Support for transitioning military

FTCC’s BioWork course began in late April with seven students, including four from the military community. NCBiotech’s Military Outreach and Veterans Engagement (MOVE) program, which helps veterans, spouses and transitioning military members obtain employment and training, recruited the four.

A grant from the U.S. Department of Labor’s Employment and Training Administration helped FTCC pay for registration fees and textbooks for military members, as well as for an instructor, equipment and supplies, said Jacob Key, MOVE’s program manager.

The instructor, Rick Lawless, brings nearly 40 years of experience in the biopharma industry.
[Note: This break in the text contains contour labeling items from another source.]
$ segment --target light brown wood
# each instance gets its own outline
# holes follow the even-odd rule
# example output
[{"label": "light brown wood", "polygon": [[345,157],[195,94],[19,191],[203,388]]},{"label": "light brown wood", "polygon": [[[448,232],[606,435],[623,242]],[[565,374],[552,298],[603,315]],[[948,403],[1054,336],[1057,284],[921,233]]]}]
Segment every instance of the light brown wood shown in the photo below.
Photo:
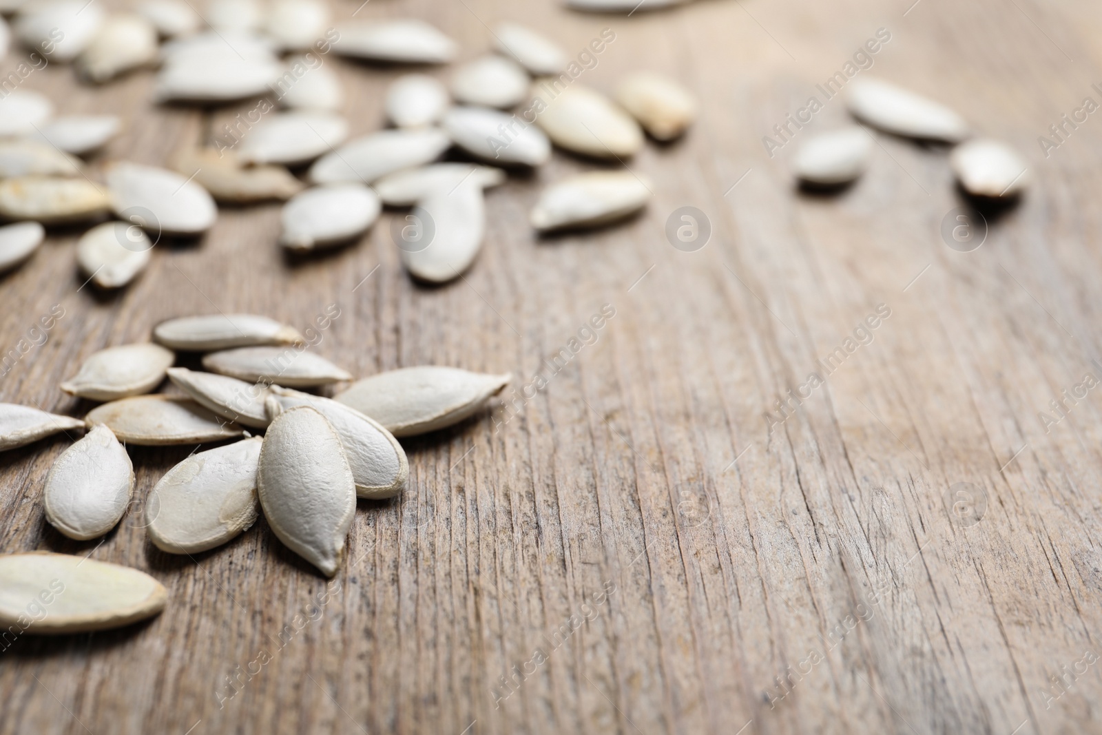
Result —
[{"label": "light brown wood", "polygon": [[[79,361],[171,316],[255,312],[305,329],[337,304],[316,350],[355,375],[453,365],[511,371],[518,391],[603,304],[615,316],[510,420],[498,408],[403,441],[409,489],[359,502],[327,593],[263,521],[176,558],[148,541],[138,502],[101,544],[68,541],[41,493],[69,440],[0,454],[3,552],[90,554],[169,591],[149,624],[23,636],[0,652],[0,732],[1102,732],[1099,391],[1055,425],[1038,418],[1084,374],[1102,378],[1102,118],[1066,128],[1048,158],[1037,142],[1084,97],[1102,101],[1102,10],[908,4],[702,0],[630,18],[550,0],[363,7],[357,18],[433,22],[463,60],[500,20],[573,55],[609,28],[579,83],[612,90],[649,68],[701,100],[683,140],[628,163],[655,182],[646,214],[536,238],[541,186],[594,166],[555,153],[488,192],[484,250],[443,288],[402,271],[392,213],[354,247],[292,261],[277,205],[223,207],[202,241],[162,242],[117,295],[79,288],[80,230],[54,231],[0,280],[2,352],[64,309],[0,398],[74,415],[91,403],[57,386]],[[765,152],[773,126],[880,28],[892,39],[862,75],[953,106],[1030,162],[1033,187],[988,213],[975,251],[939,235],[962,205],[943,148],[877,136],[853,187],[801,194],[786,160],[846,120],[833,99]],[[354,133],[379,128],[403,69],[325,63],[350,91]],[[125,112],[96,161],[162,164],[256,106],[152,106],[151,78],[93,88],[51,65],[25,86],[63,112]],[[682,206],[711,223],[695,252],[665,236]],[[817,360],[845,352],[879,304],[890,315],[871,344],[827,376]],[[776,401],[817,370],[825,385],[770,426]],[[130,447],[137,497],[192,448]],[[952,512],[969,510],[958,483],[985,496],[974,525]]]}]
He’s been teaching biomanufacturing and regulatory affairs at N.C. State University for 15 years.

More HBCU/HAIU programs starting

Meanwhile, the HBCU/HAIU program is preparing for more instruction following a successful launch at UNC-Pembroke early this year.

Livingstone College in Salisbury, for example, is actively promoting its bioprocessing training to potential students from Rowan County and surrounding areas. Sessions are scheduled for the weeks of July 15 and July 26, running from 8 a.m. to 5 p.m. each day on the campus of the college at 701 W. Monroe St., Salisbury, NC.

Livingstone has only 12 slots available, and priority is given to NC residents. For further information, reach out to Jo-Sette Wilkes at biotraining@livingstone.edu.

Other bioprocessing training is scheduled for Winston-Salem State University, Fayetteville State University, and a second session at UNC-Pembroke.